Table 1. Statistics of the data sets.
Table 2. Clustering purities for the compared methods. Boldface numbers indicate the best for each data set.

We have compared DECLU with five other clustering approaches, three single clustering methods and two clustering ensemble methods:

  • Normalized Cut (Ncut) [8], a spectral clustering method that projects the tailing eigenvectors of symmetric normalized Laplacian of the similarity matrix to the closest cluster indicator matrix;

  • Probabilistic Latent Semantic Indexing (PLSI) [5] which factorize the similarity matrix \(P(x_i,x_j)\approx \sum _kP(x_i|C=k)P(x_j|C=k)P(C=k)\), where C is the cluster variable; the cluster assignment \(P(C=k|x_i)\) can then be obtained with \(P(x_i|C=k)\) and \(P(C=k)\) through Bayes rule;

  • Left Stochastic Decomposition (LSD) [1] which factorizes the similarity matrix into two left-stochastic matrices;

  • Cluster-based similarity partitioning algorithm (CSPA) [9], the similarity between two data-points is defined to be directly proportional to number of constituent clusterings of the ensemble in which they are clustered together;

  • Meta-clustering algorithm (MCLA) [9], which is based on clustering clusters; first, it tries to solve the cluster correspondence problem and then uses voting to place data-points into the final consensus clusters.

We use the default setting in the above methods.
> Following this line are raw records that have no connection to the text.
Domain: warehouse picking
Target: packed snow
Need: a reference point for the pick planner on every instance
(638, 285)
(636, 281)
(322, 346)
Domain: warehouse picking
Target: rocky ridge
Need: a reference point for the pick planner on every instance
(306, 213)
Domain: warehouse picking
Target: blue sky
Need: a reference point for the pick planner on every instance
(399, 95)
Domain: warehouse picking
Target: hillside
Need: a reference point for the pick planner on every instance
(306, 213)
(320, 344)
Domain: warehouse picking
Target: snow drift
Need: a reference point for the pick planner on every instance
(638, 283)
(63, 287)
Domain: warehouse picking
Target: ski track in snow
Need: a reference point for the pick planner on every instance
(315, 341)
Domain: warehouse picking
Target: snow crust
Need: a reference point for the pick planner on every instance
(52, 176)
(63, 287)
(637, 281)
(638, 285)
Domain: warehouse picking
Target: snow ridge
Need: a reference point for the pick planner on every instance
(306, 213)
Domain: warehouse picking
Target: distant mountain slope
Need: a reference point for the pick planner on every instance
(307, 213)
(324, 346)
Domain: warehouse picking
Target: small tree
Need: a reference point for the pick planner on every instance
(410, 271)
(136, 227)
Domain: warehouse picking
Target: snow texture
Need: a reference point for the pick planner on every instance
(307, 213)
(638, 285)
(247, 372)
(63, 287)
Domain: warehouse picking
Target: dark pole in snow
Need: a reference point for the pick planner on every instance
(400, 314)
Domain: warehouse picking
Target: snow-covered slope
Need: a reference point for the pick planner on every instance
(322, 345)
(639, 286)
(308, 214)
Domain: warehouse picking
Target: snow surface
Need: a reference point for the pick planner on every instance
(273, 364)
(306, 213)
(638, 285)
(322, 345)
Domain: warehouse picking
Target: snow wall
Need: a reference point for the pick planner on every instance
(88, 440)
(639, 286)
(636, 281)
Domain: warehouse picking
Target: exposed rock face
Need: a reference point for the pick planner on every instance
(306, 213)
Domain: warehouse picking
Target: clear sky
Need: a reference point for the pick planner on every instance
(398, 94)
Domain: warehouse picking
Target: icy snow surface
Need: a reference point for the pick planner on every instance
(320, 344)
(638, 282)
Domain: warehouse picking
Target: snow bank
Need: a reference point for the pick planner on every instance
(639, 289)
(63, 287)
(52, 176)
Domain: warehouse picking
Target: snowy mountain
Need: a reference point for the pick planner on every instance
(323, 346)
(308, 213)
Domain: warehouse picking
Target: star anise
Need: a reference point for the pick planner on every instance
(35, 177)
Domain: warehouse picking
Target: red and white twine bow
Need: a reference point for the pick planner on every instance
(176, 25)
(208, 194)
The number of clusters is set to the number of known classes in each data set. We followed the convention that uses kmeans for generating base clustering for CSPA and MCLA. For DECLU, we have used \(\sigma =0.02\) in noise generation and \(K=5\) in K-Nearest-Neighbor similarity graph. For all cluster ensemble methods, we have used \(M=10\) base clusterings.

The clustering performance is evaluated by cluster purity, calculated by \(\text {purity}=\displaystyle \frac{1}{N}\sum _{k=1}^r\max _{1\le l\le r}n_k^l\), where \(n_k^l\) is the number of data samples in the cluster k that belong to ground-truth class l. A larger purity in general corresponds to a better clustering result.

The resulting cluster purities are shown in Table 2. We can see that DECLU yields top performance for all data sets, with a tie with a different method on two (MFEAT and SEGMENT) out of the six data sets in total.

5 Conclusion

In this paper we have proposed a new clustering method which consists of two steps. First, we repeatedly incorporate a small amount of noise to the data to generate multiple base partitions of the data. Next, we have developed a new ensemble method using information theoretic metric and its multiplicative optimization algorithm. Empirical studies on the new method indicate that it outperforms several other existing clustering approaches in terms of clustering accuracy.

In this work we used a fixed amount of Gaussian noise. Other types of noise would be interesting to study in the future. Similarly, it would be valuable to investigate how to automatically adjust the noise level for generating better base clusterings. Moreover, we aim at examining other information divergence (e.g., [3, 20]) or mutual information variants besides \(D_\text {sum}\) to improve the ensemble performance (e.g., [7, 12, 19]). Other types of base clustering generation methods (e.g., [13, 14]) could further improve the accuracy. In summary, the consistently satisfactory performance of DECLU and its computational scalability suggest considerable potential for further development of denoising based clustering methods.